Женское любопытство настаивало: «Иди к Софочке! Забавная же бабенка… Спросишь, кстати, не она ли хохотнула там, на кладбище и почему…»
Но разум требовал: «Действуй логично. Самое время идти к родственникам и знакомым Пестрякова и Шора, к соседям по их дачам, в милицию, к следователям, чтобы узнать, как ответтоварищи оценивают случившееся смерти, возбудили ли уголовные дела или же нет… или что… или почему…»
По дороге в поселок Зинино, где нашли мертвым на даче Семена Григорьевича Шора, в электричке, я прикинула: он умер ещё в конце апреля, первым из троих. В конце апреля мало кто выезжает на дачу. Что же заставило очень пожилого человека оказаться там? Или у него достаточно комфортная, утепленная дача? Или у него какие-то квартирные проблемы в Москве? С кем он пил в тот день своей смерти: сам с собой или кто-то был еще?
Дачку Семена Григорьевича я обнаружила легко: на третьей улице, которая тянулась параллельно рельсам и платформе. Одноэтажный домок сельского типа, с двумя окошками по фасаду и крыльцом под навесом сбоку. Крыша железная, давно не крашеная. В палисаднике густо, аврально растет все, что хочет — бузина, сирень, жасмин, кленок и всякий-разный чертополох. Крылечко о трех ступенях подкосилось, перильца отъехали в сторону. То есть эта дачка не выглядела солидно, презентабельно, демонстрируя холодноватое величие жилища самого Писателя.

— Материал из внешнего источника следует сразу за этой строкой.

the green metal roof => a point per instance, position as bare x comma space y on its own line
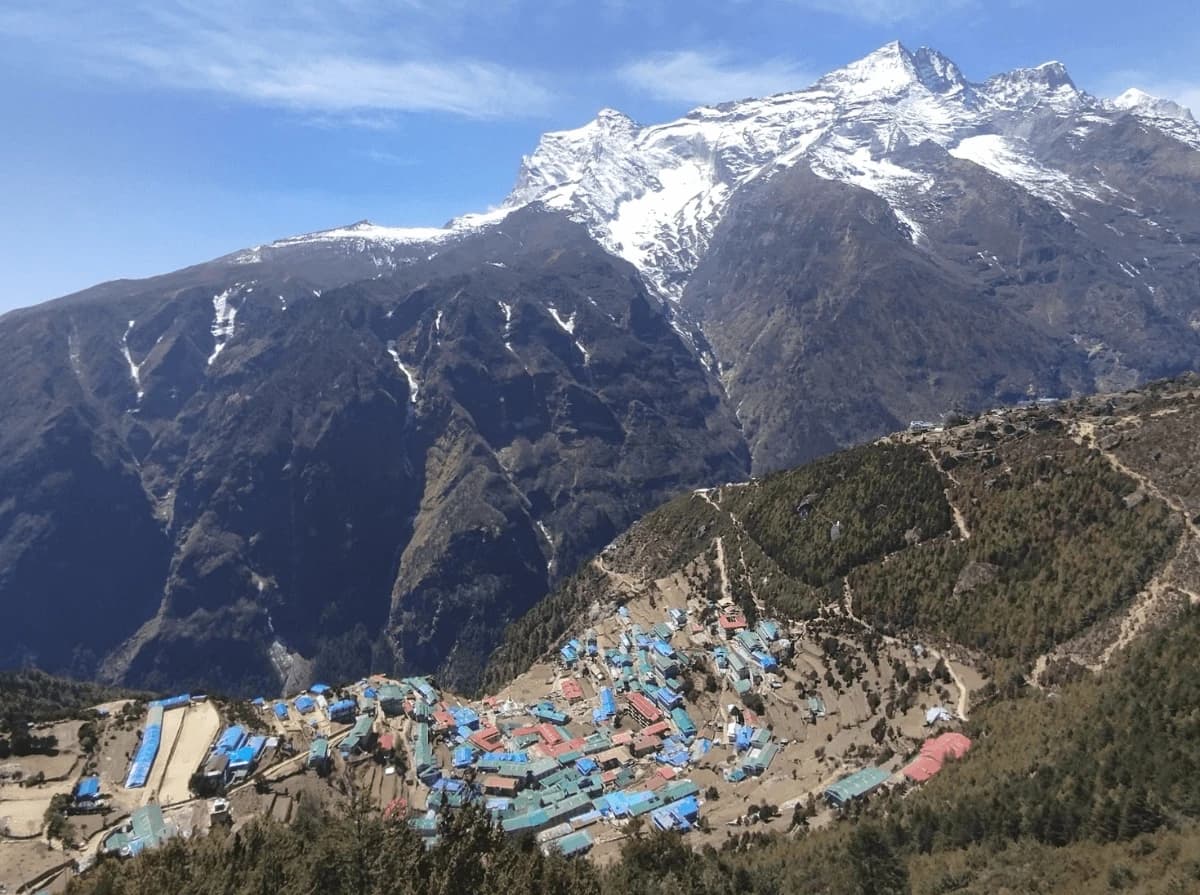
857, 784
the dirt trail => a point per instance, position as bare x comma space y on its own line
847, 610
726, 590
201, 727
630, 582
1152, 604
960, 521
172, 722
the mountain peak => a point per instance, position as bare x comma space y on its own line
894, 68
888, 70
1048, 85
1135, 100
939, 71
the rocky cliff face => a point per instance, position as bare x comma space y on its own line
209, 481
373, 445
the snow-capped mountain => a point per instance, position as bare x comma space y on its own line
654, 194
378, 444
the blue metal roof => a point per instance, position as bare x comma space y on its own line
88, 788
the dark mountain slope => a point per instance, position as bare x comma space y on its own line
831, 324
291, 472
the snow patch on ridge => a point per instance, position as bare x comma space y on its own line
567, 325
1007, 158
413, 385
135, 368
225, 312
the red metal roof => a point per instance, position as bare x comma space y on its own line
563, 748
733, 622
934, 754
549, 734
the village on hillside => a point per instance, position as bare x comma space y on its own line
667, 709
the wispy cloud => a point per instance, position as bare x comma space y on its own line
883, 12
336, 58
1183, 91
709, 76
382, 156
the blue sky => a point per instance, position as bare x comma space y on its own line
143, 136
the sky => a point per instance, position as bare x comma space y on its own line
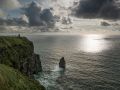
84, 8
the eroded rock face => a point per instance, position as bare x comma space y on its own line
62, 63
18, 52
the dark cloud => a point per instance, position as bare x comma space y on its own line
37, 16
98, 8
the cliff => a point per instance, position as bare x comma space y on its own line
18, 62
18, 52
11, 79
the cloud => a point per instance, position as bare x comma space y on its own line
9, 4
2, 13
98, 9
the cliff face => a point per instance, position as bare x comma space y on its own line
11, 79
18, 52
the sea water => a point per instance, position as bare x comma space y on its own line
92, 61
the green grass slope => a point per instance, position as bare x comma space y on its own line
11, 79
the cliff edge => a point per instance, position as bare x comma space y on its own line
18, 63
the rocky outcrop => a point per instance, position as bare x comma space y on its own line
18, 52
62, 63
11, 79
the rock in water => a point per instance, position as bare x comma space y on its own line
62, 63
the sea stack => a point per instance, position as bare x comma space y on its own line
62, 63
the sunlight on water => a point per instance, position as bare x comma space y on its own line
93, 43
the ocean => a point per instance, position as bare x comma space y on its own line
92, 61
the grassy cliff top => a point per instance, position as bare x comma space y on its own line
8, 41
11, 79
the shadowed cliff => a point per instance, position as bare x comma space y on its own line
18, 63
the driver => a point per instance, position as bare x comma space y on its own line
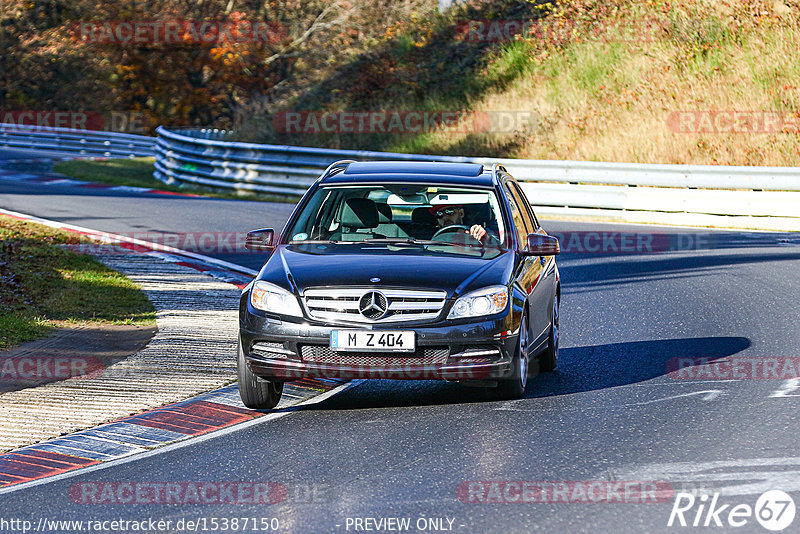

Напротив, во всем облике домка ощущалась старость и подкошенность и даже как бы необязательность дальнейшего существования. Даже окошки, расставленные немножко косенько, глядели так, словно заранее давали отступного.

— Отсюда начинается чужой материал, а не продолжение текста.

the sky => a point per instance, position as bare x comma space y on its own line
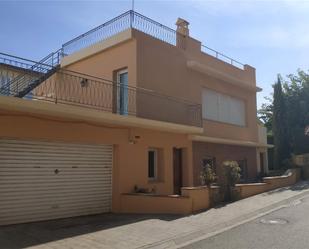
272, 36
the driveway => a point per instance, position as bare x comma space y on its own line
145, 231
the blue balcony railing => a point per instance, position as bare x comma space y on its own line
132, 19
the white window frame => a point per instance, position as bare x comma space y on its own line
218, 117
118, 73
155, 164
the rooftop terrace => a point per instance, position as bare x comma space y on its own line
132, 19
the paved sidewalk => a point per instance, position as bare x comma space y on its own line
144, 231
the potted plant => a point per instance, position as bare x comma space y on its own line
232, 176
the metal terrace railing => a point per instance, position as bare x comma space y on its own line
132, 19
72, 88
129, 19
222, 57
23, 82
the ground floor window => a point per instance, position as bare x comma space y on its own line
152, 164
210, 161
244, 171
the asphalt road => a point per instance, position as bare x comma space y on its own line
286, 228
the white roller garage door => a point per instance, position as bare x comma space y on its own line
48, 180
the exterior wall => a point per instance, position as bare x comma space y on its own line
269, 183
163, 68
130, 159
222, 152
191, 200
150, 204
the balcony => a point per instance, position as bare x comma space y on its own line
134, 20
71, 88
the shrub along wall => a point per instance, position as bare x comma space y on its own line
289, 178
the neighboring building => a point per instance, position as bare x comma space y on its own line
128, 105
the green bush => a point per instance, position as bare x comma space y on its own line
232, 176
207, 175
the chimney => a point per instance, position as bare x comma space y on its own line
182, 26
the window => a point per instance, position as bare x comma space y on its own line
223, 108
210, 161
243, 166
122, 92
4, 80
152, 164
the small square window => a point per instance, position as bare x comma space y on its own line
152, 164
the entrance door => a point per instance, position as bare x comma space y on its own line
177, 161
122, 93
42, 180
262, 163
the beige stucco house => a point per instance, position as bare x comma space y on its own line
130, 106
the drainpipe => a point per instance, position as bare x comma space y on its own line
182, 32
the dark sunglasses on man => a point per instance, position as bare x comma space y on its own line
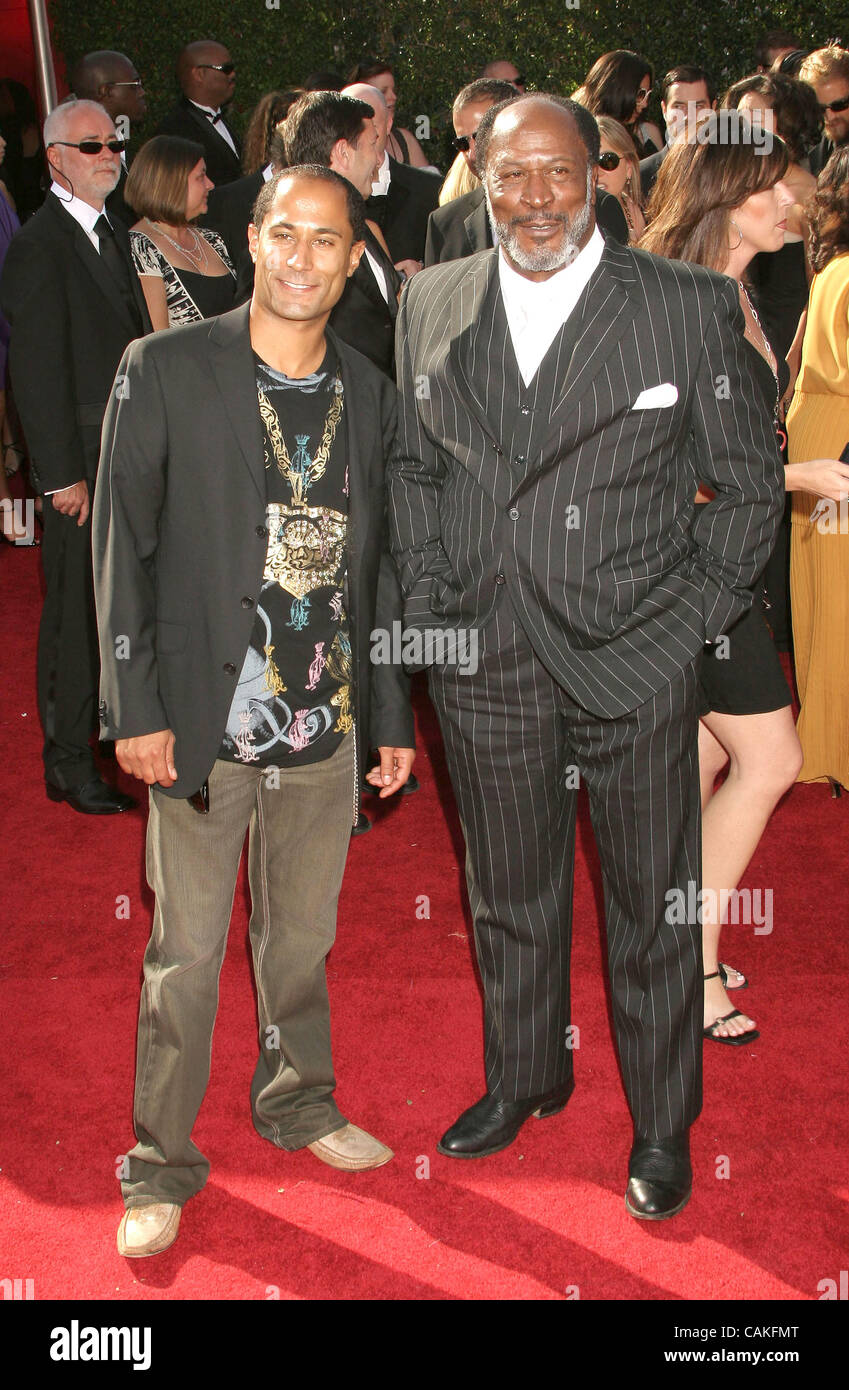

И внутри дачки, как я вскоре убедилась, не пахло духами «Нина Риччи», не сверкала белизной широкая кровать, вывезенная специально из Арабских Эмиратов, и не полеживала на персидском ковре брыластая скучная псина с великокняжеской родословной, вся в воспоминаниях о родной Италии.
Здесь у темных окон, закрытых бестолково разросшейся зеленью, стоял двухтумбовый стол темного цвета с бордовым, плешивым, там-сям залитым чернилами суконцем, с дверцами, где вместо аккуратных прорезей для ключа белели дырья разломов. Видно, ключ был потерян, а другого пути как искалечить предмет — хозяин не нашел, а, возможно, и не искал. А ещё возможно, что так варварски действовал грабитель-убийца.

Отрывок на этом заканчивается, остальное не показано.